Comandante colombiano renuncia após escândalo

O máximo comandante do Exército da Colômbia, general Mario Montoya, renunciou, nesta terça-feira, em meio ao escândalo envolvendo as Forças Armadas colombianas nos casos de desaparecimento e assassinato de jovens inocentes para inflar estatísticas de combate à guerrilha. A renúncia do general ocorre poucos dias depois que o governo ordenou a destituição de 27 militares acusados de envolvimento com execuções extrajudiciais.

BBC Brasil |

Mario Montoya, um dos principais executores do Plano Colômbia, convocou uma coletiva de imprensa para anunciar a decisão.

O general disse confiar que seus efetivos cumprem a lei que determina o respeito aos direitos humanos, mas não fez referência direta à crise.

"Ninguém melhor que meus soldados pode testemunhar a minha grande dedicação para alcançar para os colombianos a paz que por anos temos sonhado", afirmou.

Escândalo
O escândalo que revela a prática de execuções extrajudiciais começou a ser investigado depois que foi descoberta uma vala comum com os corpos de 19 jovens que haviam desaparecido.

Segundo familiares, os jovens foram atraídos para as regiões de conflito por ofertas de emprego atraentes e nunca mais voltaram.

Eles seriam levados para o norte do país e depois executados, com o objetivo de mostrar que o combate à guerrilha estava dando certo.

A oposição ao governo no Congresso anunciou que exigirá, ainda nesta terça-feira, a renúncia do ministro da Defesa Juan Manuel Santos.

O comandante do Exército era um dos oficiais mais próximos do presidente colombiano, Álvaro Uribe, e esteve à frente da chamada "Operação Xeque" que em julho resgatou a ex-candidata presidencial Ingrid Betancourt e mais 14 reféns.
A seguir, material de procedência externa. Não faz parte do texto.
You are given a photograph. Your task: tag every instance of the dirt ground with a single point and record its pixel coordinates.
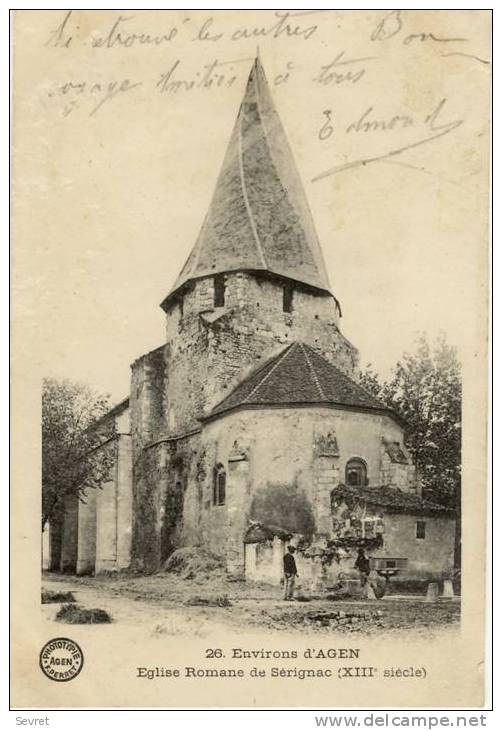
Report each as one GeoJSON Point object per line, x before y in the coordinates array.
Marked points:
{"type": "Point", "coordinates": [171, 604]}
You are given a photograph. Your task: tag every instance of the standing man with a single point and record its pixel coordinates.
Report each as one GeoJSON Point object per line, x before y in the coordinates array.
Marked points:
{"type": "Point", "coordinates": [290, 573]}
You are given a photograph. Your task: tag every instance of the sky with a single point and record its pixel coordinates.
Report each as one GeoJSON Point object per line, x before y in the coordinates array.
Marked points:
{"type": "Point", "coordinates": [114, 169]}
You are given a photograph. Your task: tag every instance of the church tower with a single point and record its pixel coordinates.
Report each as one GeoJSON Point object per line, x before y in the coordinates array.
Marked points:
{"type": "Point", "coordinates": [255, 280]}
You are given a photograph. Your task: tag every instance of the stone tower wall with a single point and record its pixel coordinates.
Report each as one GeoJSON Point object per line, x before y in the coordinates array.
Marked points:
{"type": "Point", "coordinates": [210, 349]}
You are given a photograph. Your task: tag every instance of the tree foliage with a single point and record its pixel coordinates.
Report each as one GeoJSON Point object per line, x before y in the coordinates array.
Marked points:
{"type": "Point", "coordinates": [425, 389]}
{"type": "Point", "coordinates": [77, 453]}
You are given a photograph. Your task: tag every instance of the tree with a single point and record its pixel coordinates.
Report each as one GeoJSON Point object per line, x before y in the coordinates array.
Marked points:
{"type": "Point", "coordinates": [76, 453]}
{"type": "Point", "coordinates": [425, 389]}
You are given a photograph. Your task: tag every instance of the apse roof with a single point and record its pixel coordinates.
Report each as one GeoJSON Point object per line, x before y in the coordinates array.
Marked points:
{"type": "Point", "coordinates": [299, 376]}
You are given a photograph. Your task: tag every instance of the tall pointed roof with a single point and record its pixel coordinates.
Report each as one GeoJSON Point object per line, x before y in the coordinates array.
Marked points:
{"type": "Point", "coordinates": [259, 218]}
{"type": "Point", "coordinates": [299, 376]}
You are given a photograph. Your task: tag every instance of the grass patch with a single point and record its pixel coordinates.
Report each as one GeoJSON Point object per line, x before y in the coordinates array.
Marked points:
{"type": "Point", "coordinates": [57, 597]}
{"type": "Point", "coordinates": [70, 613]}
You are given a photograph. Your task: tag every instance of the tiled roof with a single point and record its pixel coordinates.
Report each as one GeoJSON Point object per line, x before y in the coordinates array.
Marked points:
{"type": "Point", "coordinates": [259, 532]}
{"type": "Point", "coordinates": [390, 499]}
{"type": "Point", "coordinates": [259, 217]}
{"type": "Point", "coordinates": [299, 376]}
{"type": "Point", "coordinates": [395, 452]}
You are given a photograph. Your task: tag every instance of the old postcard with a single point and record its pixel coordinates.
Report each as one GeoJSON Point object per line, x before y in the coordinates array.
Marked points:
{"type": "Point", "coordinates": [250, 306]}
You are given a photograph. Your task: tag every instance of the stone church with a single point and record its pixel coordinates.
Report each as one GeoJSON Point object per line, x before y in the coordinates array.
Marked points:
{"type": "Point", "coordinates": [247, 427]}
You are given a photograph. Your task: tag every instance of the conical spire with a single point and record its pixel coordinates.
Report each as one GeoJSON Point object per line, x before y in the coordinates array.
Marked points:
{"type": "Point", "coordinates": [259, 218]}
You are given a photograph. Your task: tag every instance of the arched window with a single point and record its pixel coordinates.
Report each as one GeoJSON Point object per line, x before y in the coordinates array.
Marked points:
{"type": "Point", "coordinates": [355, 473]}
{"type": "Point", "coordinates": [219, 485]}
{"type": "Point", "coordinates": [219, 290]}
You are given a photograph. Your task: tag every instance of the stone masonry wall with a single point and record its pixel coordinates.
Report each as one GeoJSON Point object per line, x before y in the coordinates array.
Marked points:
{"type": "Point", "coordinates": [259, 448]}
{"type": "Point", "coordinates": [210, 349]}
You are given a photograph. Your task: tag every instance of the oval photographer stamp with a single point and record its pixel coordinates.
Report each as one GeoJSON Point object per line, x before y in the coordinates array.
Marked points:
{"type": "Point", "coordinates": [61, 659]}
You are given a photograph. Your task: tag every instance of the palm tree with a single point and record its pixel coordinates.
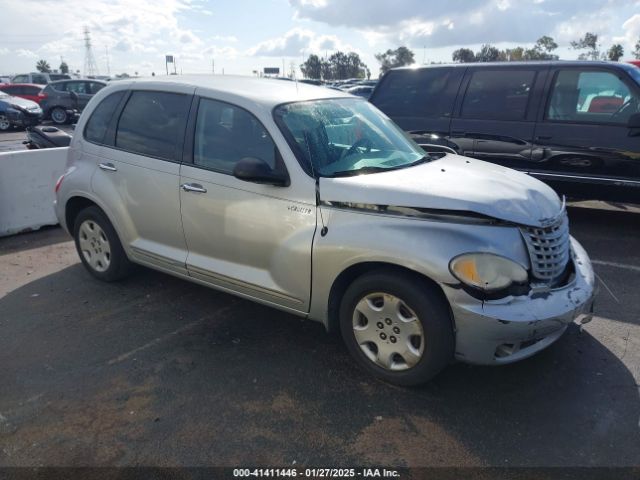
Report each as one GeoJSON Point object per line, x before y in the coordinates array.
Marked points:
{"type": "Point", "coordinates": [43, 66]}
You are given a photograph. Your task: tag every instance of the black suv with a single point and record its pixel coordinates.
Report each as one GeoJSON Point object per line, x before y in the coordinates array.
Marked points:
{"type": "Point", "coordinates": [574, 125]}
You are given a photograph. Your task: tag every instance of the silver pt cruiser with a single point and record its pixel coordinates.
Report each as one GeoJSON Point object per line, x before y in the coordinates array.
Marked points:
{"type": "Point", "coordinates": [314, 202]}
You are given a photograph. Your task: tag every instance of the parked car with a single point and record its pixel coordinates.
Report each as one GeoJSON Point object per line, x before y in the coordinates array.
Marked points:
{"type": "Point", "coordinates": [39, 78]}
{"type": "Point", "coordinates": [18, 112]}
{"type": "Point", "coordinates": [363, 91]}
{"type": "Point", "coordinates": [29, 91]}
{"type": "Point", "coordinates": [59, 98]}
{"type": "Point", "coordinates": [311, 201]}
{"type": "Point", "coordinates": [574, 125]}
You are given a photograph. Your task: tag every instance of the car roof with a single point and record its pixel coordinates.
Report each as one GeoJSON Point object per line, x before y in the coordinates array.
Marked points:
{"type": "Point", "coordinates": [268, 92]}
{"type": "Point", "coordinates": [22, 85]}
{"type": "Point", "coordinates": [533, 63]}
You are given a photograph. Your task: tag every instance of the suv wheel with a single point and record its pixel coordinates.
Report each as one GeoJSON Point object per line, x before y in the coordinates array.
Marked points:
{"type": "Point", "coordinates": [5, 124]}
{"type": "Point", "coordinates": [99, 246]}
{"type": "Point", "coordinates": [59, 115]}
{"type": "Point", "coordinates": [397, 327]}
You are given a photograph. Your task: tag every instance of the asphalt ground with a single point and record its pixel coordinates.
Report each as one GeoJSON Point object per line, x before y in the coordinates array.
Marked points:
{"type": "Point", "coordinates": [158, 371]}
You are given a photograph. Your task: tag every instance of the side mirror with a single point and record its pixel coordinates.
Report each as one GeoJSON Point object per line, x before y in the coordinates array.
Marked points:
{"type": "Point", "coordinates": [634, 121]}
{"type": "Point", "coordinates": [256, 170]}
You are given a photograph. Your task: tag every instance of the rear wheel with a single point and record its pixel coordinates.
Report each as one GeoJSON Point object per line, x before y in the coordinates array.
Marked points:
{"type": "Point", "coordinates": [99, 246]}
{"type": "Point", "coordinates": [397, 327]}
{"type": "Point", "coordinates": [59, 115]}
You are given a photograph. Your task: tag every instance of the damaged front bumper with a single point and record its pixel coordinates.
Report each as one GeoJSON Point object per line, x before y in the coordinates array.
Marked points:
{"type": "Point", "coordinates": [503, 331]}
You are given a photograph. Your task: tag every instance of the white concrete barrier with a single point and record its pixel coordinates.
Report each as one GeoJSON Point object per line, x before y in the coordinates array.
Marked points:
{"type": "Point", "coordinates": [27, 179]}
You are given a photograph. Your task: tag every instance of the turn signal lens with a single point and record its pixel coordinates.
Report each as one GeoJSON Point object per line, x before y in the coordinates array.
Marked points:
{"type": "Point", "coordinates": [487, 272]}
{"type": "Point", "coordinates": [58, 183]}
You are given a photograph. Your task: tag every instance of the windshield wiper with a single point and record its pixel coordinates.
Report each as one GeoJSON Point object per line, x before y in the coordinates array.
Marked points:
{"type": "Point", "coordinates": [363, 170]}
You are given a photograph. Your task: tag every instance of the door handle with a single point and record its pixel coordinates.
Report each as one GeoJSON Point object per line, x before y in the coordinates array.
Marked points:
{"type": "Point", "coordinates": [108, 167]}
{"type": "Point", "coordinates": [193, 187]}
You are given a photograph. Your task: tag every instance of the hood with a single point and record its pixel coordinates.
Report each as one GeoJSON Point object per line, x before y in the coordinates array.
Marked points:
{"type": "Point", "coordinates": [453, 183]}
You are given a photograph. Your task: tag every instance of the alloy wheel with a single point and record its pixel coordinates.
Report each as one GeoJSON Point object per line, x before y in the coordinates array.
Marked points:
{"type": "Point", "coordinates": [388, 332]}
{"type": "Point", "coordinates": [94, 245]}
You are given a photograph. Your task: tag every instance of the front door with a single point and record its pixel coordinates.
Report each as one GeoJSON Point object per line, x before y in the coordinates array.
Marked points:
{"type": "Point", "coordinates": [249, 238]}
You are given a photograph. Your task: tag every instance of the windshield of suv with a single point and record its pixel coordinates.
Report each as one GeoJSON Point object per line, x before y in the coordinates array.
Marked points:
{"type": "Point", "coordinates": [347, 136]}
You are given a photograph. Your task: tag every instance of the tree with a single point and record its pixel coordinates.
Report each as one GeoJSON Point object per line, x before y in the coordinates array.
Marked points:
{"type": "Point", "coordinates": [590, 43]}
{"type": "Point", "coordinates": [488, 53]}
{"type": "Point", "coordinates": [615, 53]}
{"type": "Point", "coordinates": [43, 66]}
{"type": "Point", "coordinates": [312, 68]}
{"type": "Point", "coordinates": [399, 57]}
{"type": "Point", "coordinates": [463, 55]}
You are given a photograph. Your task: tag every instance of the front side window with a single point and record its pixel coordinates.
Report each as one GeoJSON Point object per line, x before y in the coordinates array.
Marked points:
{"type": "Point", "coordinates": [415, 93]}
{"type": "Point", "coordinates": [152, 123]}
{"type": "Point", "coordinates": [595, 96]}
{"type": "Point", "coordinates": [101, 116]}
{"type": "Point", "coordinates": [226, 134]}
{"type": "Point", "coordinates": [41, 79]}
{"type": "Point", "coordinates": [341, 137]}
{"type": "Point", "coordinates": [498, 94]}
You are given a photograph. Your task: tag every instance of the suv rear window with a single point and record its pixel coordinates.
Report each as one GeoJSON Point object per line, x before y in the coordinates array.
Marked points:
{"type": "Point", "coordinates": [498, 94]}
{"type": "Point", "coordinates": [152, 122]}
{"type": "Point", "coordinates": [414, 93]}
{"type": "Point", "coordinates": [101, 116]}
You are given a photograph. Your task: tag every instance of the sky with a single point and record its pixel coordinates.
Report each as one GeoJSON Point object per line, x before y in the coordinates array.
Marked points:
{"type": "Point", "coordinates": [242, 36]}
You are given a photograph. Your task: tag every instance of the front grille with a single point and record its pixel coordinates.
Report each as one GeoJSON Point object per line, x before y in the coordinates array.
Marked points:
{"type": "Point", "coordinates": [548, 248]}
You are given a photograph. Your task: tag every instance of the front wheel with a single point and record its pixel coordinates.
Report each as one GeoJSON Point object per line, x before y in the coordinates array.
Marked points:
{"type": "Point", "coordinates": [5, 124]}
{"type": "Point", "coordinates": [99, 247]}
{"type": "Point", "coordinates": [397, 326]}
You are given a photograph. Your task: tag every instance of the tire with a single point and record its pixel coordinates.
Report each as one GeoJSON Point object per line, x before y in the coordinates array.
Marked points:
{"type": "Point", "coordinates": [407, 316]}
{"type": "Point", "coordinates": [59, 116]}
{"type": "Point", "coordinates": [99, 247]}
{"type": "Point", "coordinates": [5, 124]}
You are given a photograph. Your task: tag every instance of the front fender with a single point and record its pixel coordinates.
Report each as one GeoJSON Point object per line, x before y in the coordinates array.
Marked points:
{"type": "Point", "coordinates": [423, 246]}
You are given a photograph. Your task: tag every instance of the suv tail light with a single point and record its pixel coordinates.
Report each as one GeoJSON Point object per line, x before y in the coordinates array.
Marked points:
{"type": "Point", "coordinates": [58, 183]}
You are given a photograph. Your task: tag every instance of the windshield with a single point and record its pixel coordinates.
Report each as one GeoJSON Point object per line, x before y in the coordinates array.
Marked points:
{"type": "Point", "coordinates": [347, 136]}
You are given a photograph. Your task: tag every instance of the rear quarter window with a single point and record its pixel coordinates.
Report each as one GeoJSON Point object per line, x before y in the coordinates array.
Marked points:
{"type": "Point", "coordinates": [99, 121]}
{"type": "Point", "coordinates": [414, 93]}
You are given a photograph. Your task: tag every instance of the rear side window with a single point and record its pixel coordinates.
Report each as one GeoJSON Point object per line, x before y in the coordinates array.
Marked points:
{"type": "Point", "coordinates": [498, 94]}
{"type": "Point", "coordinates": [101, 116]}
{"type": "Point", "coordinates": [152, 123]}
{"type": "Point", "coordinates": [591, 96]}
{"type": "Point", "coordinates": [226, 134]}
{"type": "Point", "coordinates": [414, 93]}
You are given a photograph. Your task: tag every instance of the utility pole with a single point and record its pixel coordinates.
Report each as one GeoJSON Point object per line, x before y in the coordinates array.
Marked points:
{"type": "Point", "coordinates": [90, 67]}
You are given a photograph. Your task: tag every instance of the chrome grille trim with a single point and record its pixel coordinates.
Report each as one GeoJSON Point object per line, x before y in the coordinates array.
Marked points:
{"type": "Point", "coordinates": [548, 248]}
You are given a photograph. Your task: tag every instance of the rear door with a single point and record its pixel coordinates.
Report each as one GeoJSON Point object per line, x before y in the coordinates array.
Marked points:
{"type": "Point", "coordinates": [246, 237]}
{"type": "Point", "coordinates": [420, 100]}
{"type": "Point", "coordinates": [584, 144]}
{"type": "Point", "coordinates": [495, 118]}
{"type": "Point", "coordinates": [138, 175]}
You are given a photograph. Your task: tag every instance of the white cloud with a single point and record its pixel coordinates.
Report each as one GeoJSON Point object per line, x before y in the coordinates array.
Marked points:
{"type": "Point", "coordinates": [298, 41]}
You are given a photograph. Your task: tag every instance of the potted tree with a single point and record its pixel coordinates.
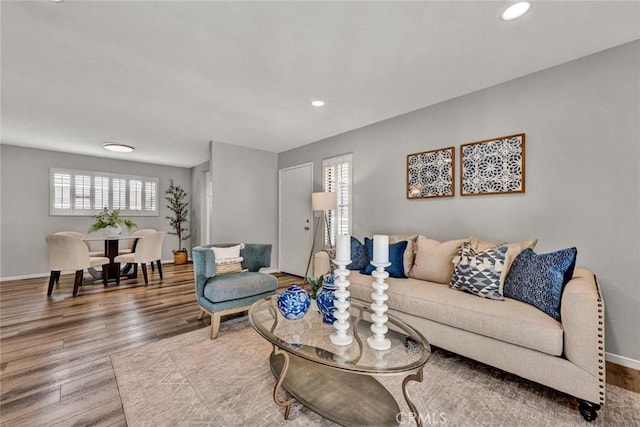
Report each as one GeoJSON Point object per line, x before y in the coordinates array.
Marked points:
{"type": "Point", "coordinates": [110, 221]}
{"type": "Point", "coordinates": [177, 204]}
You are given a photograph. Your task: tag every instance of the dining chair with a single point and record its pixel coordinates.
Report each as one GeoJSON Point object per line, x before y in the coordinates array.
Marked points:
{"type": "Point", "coordinates": [148, 249]}
{"type": "Point", "coordinates": [70, 253]}
{"type": "Point", "coordinates": [80, 236]}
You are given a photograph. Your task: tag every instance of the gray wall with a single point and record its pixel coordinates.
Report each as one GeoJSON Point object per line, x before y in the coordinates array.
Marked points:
{"type": "Point", "coordinates": [582, 173]}
{"type": "Point", "coordinates": [198, 202]}
{"type": "Point", "coordinates": [245, 196]}
{"type": "Point", "coordinates": [24, 214]}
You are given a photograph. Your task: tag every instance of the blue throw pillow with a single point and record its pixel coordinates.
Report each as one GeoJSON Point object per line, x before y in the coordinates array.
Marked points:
{"type": "Point", "coordinates": [359, 257]}
{"type": "Point", "coordinates": [396, 254]}
{"type": "Point", "coordinates": [539, 279]}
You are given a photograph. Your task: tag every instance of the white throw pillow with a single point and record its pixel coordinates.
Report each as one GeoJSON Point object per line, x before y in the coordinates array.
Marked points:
{"type": "Point", "coordinates": [230, 252]}
{"type": "Point", "coordinates": [433, 259]}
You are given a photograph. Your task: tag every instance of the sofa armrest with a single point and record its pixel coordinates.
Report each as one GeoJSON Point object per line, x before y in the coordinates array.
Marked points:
{"type": "Point", "coordinates": [204, 267]}
{"type": "Point", "coordinates": [321, 264]}
{"type": "Point", "coordinates": [582, 314]}
{"type": "Point", "coordinates": [256, 256]}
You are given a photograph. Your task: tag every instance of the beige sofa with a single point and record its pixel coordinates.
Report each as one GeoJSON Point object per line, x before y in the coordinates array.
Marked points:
{"type": "Point", "coordinates": [510, 335]}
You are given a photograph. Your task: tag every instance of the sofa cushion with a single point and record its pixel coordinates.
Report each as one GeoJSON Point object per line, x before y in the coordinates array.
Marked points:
{"type": "Point", "coordinates": [510, 320]}
{"type": "Point", "coordinates": [433, 259]}
{"type": "Point", "coordinates": [540, 279]}
{"type": "Point", "coordinates": [396, 254]}
{"type": "Point", "coordinates": [359, 257]}
{"type": "Point", "coordinates": [409, 252]}
{"type": "Point", "coordinates": [229, 287]}
{"type": "Point", "coordinates": [229, 267]}
{"type": "Point", "coordinates": [479, 272]}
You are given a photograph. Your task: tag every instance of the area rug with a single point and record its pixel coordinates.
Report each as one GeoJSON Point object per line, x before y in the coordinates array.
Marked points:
{"type": "Point", "coordinates": [189, 380]}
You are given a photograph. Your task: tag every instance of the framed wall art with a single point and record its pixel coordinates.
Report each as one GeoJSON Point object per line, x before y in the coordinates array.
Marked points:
{"type": "Point", "coordinates": [431, 174]}
{"type": "Point", "coordinates": [493, 166]}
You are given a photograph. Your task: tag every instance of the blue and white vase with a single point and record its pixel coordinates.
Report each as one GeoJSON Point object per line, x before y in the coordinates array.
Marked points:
{"type": "Point", "coordinates": [294, 302]}
{"type": "Point", "coordinates": [325, 298]}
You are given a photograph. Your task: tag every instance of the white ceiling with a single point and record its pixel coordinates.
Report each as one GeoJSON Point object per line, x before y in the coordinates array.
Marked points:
{"type": "Point", "coordinates": [168, 76]}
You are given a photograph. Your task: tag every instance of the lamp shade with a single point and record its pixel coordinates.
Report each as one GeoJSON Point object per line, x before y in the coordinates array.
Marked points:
{"type": "Point", "coordinates": [324, 201]}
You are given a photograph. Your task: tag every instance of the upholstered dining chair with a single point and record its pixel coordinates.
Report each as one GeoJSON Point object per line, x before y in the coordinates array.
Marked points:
{"type": "Point", "coordinates": [70, 253]}
{"type": "Point", "coordinates": [80, 236]}
{"type": "Point", "coordinates": [148, 249]}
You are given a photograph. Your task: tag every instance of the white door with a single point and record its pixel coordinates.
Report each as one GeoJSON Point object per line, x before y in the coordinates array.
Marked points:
{"type": "Point", "coordinates": [296, 225]}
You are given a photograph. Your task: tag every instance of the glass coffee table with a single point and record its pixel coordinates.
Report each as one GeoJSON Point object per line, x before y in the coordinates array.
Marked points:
{"type": "Point", "coordinates": [337, 381]}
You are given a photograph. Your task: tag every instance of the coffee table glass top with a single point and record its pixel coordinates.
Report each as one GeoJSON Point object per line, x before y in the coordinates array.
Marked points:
{"type": "Point", "coordinates": [309, 338]}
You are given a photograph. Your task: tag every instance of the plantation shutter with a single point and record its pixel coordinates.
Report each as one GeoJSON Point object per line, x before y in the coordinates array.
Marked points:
{"type": "Point", "coordinates": [101, 192]}
{"type": "Point", "coordinates": [86, 193]}
{"type": "Point", "coordinates": [135, 195]}
{"type": "Point", "coordinates": [82, 196]}
{"type": "Point", "coordinates": [119, 187]}
{"type": "Point", "coordinates": [150, 196]}
{"type": "Point", "coordinates": [337, 178]}
{"type": "Point", "coordinates": [62, 190]}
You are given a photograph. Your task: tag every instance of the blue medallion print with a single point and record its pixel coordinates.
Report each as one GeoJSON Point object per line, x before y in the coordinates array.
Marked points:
{"type": "Point", "coordinates": [294, 302]}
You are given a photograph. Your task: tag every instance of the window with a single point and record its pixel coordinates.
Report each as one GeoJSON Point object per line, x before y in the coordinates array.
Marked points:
{"type": "Point", "coordinates": [337, 177]}
{"type": "Point", "coordinates": [75, 192]}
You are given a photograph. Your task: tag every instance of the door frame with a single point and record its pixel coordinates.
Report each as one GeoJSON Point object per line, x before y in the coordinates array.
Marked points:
{"type": "Point", "coordinates": [311, 225]}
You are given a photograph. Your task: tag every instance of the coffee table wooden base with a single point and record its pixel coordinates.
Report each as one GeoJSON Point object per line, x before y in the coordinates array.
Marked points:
{"type": "Point", "coordinates": [343, 397]}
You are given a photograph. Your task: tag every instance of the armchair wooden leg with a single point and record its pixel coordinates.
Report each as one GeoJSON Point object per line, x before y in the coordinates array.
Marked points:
{"type": "Point", "coordinates": [144, 273]}
{"type": "Point", "coordinates": [105, 274]}
{"type": "Point", "coordinates": [54, 277]}
{"type": "Point", "coordinates": [215, 325]}
{"type": "Point", "coordinates": [117, 269]}
{"type": "Point", "coordinates": [77, 281]}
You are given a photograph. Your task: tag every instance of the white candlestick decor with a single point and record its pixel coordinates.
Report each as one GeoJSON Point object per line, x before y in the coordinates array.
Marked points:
{"type": "Point", "coordinates": [379, 328]}
{"type": "Point", "coordinates": [342, 302]}
{"type": "Point", "coordinates": [343, 247]}
{"type": "Point", "coordinates": [380, 249]}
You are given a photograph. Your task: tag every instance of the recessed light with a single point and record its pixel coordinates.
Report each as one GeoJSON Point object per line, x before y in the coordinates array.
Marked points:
{"type": "Point", "coordinates": [119, 148]}
{"type": "Point", "coordinates": [515, 11]}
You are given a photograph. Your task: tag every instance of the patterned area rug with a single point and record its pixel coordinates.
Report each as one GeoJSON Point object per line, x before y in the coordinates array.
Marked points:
{"type": "Point", "coordinates": [189, 380]}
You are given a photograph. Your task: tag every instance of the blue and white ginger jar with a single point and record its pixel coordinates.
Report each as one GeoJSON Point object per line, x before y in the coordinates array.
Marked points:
{"type": "Point", "coordinates": [325, 298]}
{"type": "Point", "coordinates": [294, 302]}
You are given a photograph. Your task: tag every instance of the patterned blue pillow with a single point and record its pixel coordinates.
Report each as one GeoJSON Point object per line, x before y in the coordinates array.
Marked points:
{"type": "Point", "coordinates": [396, 256]}
{"type": "Point", "coordinates": [539, 279]}
{"type": "Point", "coordinates": [479, 272]}
{"type": "Point", "coordinates": [359, 257]}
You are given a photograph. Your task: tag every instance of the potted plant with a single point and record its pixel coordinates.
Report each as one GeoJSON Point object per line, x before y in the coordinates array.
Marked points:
{"type": "Point", "coordinates": [176, 197]}
{"type": "Point", "coordinates": [110, 221]}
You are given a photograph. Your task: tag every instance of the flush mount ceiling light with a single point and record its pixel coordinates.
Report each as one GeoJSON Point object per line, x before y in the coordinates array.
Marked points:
{"type": "Point", "coordinates": [119, 148]}
{"type": "Point", "coordinates": [515, 11]}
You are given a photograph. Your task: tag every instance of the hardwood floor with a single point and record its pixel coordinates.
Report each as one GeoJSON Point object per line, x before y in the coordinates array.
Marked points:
{"type": "Point", "coordinates": [55, 365]}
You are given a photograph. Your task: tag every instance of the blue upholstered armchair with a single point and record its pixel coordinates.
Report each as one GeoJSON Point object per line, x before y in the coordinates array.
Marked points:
{"type": "Point", "coordinates": [222, 294]}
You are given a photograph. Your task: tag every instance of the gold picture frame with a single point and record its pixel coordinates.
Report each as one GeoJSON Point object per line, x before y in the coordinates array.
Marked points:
{"type": "Point", "coordinates": [493, 166]}
{"type": "Point", "coordinates": [431, 174]}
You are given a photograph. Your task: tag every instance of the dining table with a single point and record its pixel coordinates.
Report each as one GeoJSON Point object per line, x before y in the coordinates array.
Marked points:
{"type": "Point", "coordinates": [111, 248]}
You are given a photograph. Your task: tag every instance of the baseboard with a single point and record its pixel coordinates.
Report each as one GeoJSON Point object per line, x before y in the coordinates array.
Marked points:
{"type": "Point", "coordinates": [623, 361]}
{"type": "Point", "coordinates": [38, 275]}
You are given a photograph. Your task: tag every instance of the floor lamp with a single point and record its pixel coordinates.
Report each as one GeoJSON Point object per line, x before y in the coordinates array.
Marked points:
{"type": "Point", "coordinates": [322, 201]}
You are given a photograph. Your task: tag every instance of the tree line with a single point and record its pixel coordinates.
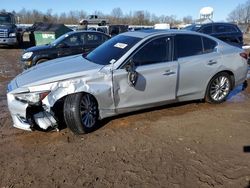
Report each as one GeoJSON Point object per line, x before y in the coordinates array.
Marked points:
{"type": "Point", "coordinates": [116, 16]}
{"type": "Point", "coordinates": [241, 14]}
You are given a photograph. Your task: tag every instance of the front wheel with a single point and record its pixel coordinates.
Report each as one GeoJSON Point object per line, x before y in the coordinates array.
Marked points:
{"type": "Point", "coordinates": [81, 113]}
{"type": "Point", "coordinates": [219, 88]}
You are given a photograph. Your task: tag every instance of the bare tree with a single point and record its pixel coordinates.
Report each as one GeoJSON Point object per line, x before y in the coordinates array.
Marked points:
{"type": "Point", "coordinates": [187, 19]}
{"type": "Point", "coordinates": [241, 14]}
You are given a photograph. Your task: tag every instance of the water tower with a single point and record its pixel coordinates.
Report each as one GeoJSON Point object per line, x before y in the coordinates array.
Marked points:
{"type": "Point", "coordinates": [207, 13]}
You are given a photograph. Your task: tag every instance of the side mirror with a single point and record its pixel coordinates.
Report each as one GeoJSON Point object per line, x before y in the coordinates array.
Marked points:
{"type": "Point", "coordinates": [63, 45]}
{"type": "Point", "coordinates": [132, 74]}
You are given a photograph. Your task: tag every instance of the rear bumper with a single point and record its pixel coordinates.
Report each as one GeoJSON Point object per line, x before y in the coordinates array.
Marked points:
{"type": "Point", "coordinates": [8, 41]}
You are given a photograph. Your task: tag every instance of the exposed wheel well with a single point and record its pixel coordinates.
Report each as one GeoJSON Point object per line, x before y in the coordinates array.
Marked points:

Com 39 anos de carreira, Mario Montoya foi instrutor da controvertida Escola das Américas, onde foram formados mais de 60 mil militares latino-americanos para combater governos e movimentos de esquerda na região, durante o período da Guerra Fria.

Violações sistemáticas
O escândalo das execuções extrajudiciais desencadeou uma série de críticas de organizações de direitos humanos à chamada política de Segurança Democrática do atual governo.

A ONU (Organização das Nações Unidas) afirma em um informe divulgado pela Comissão de Direitos Humanos que as execuções extrajudiciais na Colômbia, por parte de efetivos das Forças Armadas, "parecem ser uma prática sistemática e difundida".

O diretor da organização Human Rights Watch (HRW), José Miguel Vivanco, afirmou nesta terça-feira que na Colômbia o número de vítimas anuais supera as violações realizadas durante toda a ditadura de Augusto Pinochet no Chile.

"Em um ano na Colômbia usualmente se cometem o equivalente às violações de direitos humanos cometidas durante toda a ditadura de Pinochet", afirmou Vivanco a uma rádio chilena.

Estima-se que mais de 3 mil pessoas foram mortas durante os 17 anos do governo de Pinochet.

Vivanco afirmou que grupos paramilitares "muitas vezes atuam em coordenação" com efetivos das Forças Armadas.

"Estamos falando de massacres, execuções, atrocidades espantosas", afirmou.

O presidente Álvaro Uribe se irritou com o último informe da HRW e também da Anistia Internacional, que afirmam que houve um incremento da violação dos direitos humanos na Colômbia nos últimos anos.

Uribe chegou a chamar o representante da HRW, José Miguel Vivanco, de "defensor" e "cúmplice" das Farc (Forças Armadas Revolucionárias da Colômbia).

"Se há problemas com a Força Pública se investiga, se repara, se indeniza e se condenam os culpados (...) O senhor Vivanco não vai me ensinar direitos humanos", afirmou Uribe.

De acordo com um relatório da organização de direitos humanos Coordenação Colômbia-Europa-Estados Unidos, nos últimos 18 meses houve um incremento de casos de execuções extrajudiciais, com um registro de 535 assassinatos.

O Ministério Público investiga a pelo menos 2,3 mil servidores públicos por suposto envolvimento em casos como esses.